Auditing Businesses, and Citizens
This new world of pay per-use means tax assessment streams are now dispersed throughout the state to all citizens owning and driving cars. This also requires new auditing practices to ensure all parties are in compliance with road-usage policies. For the existing mechanism of assessing taxes based on fuel usage, the audit controls are leveraged by several sources of consumption at the retail and corporate level. There are many regulations in place to control the flow and distribution of petroleum-based fuel. There are also controls enforced by store managers and corporate head quarters to accurately account for every drop of gasoline sold. On the other hand, the creation of data is much more difficult to account for, much less audit, especially when most activity is only observable through GPS devices. The relationship between state transportation agencies and the companies providing the data to assess relevant fees is paramount. It will require administrators to possess new skills with technology to develop sound auditing practices for both the partnering businesses and the citizens.
Stealing Gas versus Suppressing Data
What if the audit controls can be perfectly developed? There still lies the question about enforcement. Are the laws for avoiding taxes for fuel applicable to crimes related to tampering with data? The regulations established for fuel commerce and consumption will need to be transferred and translated to deal with the new context of data. Oregon has incorporated provisions in their policy to address both auditing and enforcement, but investigating data crimes are often a costly endeavor requiring much more technical expertise. Dwight Denison and Robert Eger examined motor fuel tax evasion in their 2000 Public Administration Review article and highlight both the complexity of detecting evasion and the costs associated with compliance and enforcement. Moving from chemical and transaction-based detection to a data-only context will no doubt create a more complex enforcement environment for administrators.

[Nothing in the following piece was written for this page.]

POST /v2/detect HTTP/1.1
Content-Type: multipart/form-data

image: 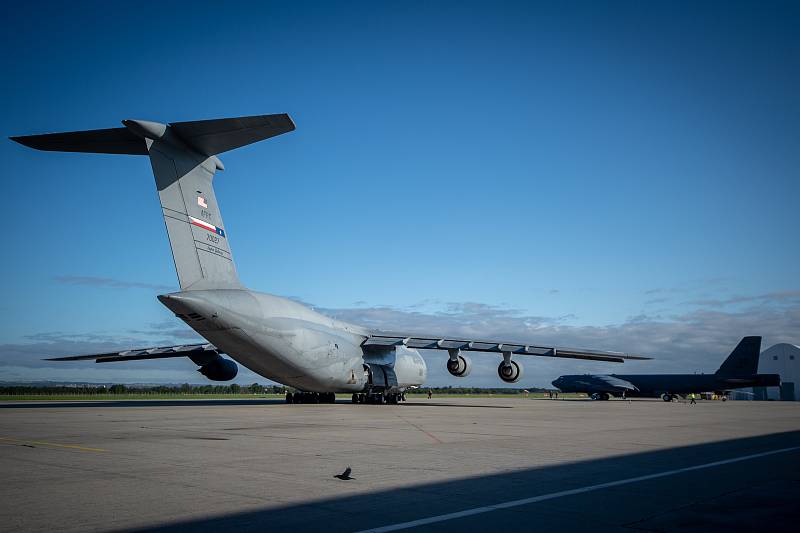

Forecasting Consumption versus Usage
Fuel prices and trend reports on road usage serve as a stable means to understand how public revenue would look in the near future for state departments of transportation. Pay per-use strategies are of a different sort. GPS-based measures of assessments now allow for charges based on actual use of local, state or federal roads. The more accurate means of assessment creates a much more volatile scenario for those forecasting revenues. The projected use of roads will require forecasting techniques much more sophisticated than economics-based measures of supply and demand. Forecasting user-traveling preferences will need to factor other social phenomenon to account for changing trends, which demands new skills in understanding a more dynamic view of citizen travel. However, the availability of such a rich source of data may produce benefits from lowering the costs of road-usage studies and other planning initiatives to understand where best to dedicate public resources for transportation.
I am sure many of these questions will be answered from Oregon’s forward-thinking pilot project. It may also reveal clues in understanding how this approach can be scaled to serve as the sole means of tax assessment for vehicles, as well as the potential of other states to adopt this model. Their approach definitely shows promise for dealing with equity. Regardless of the outcome, we will always agree that potholes are a public nuisance. But, how do we make them smaller and fewer in the future?
Author: Kenyatta Lovett is a public administration doctoral student at Tennessee State University’s College of Public-Service and Urban Affairs.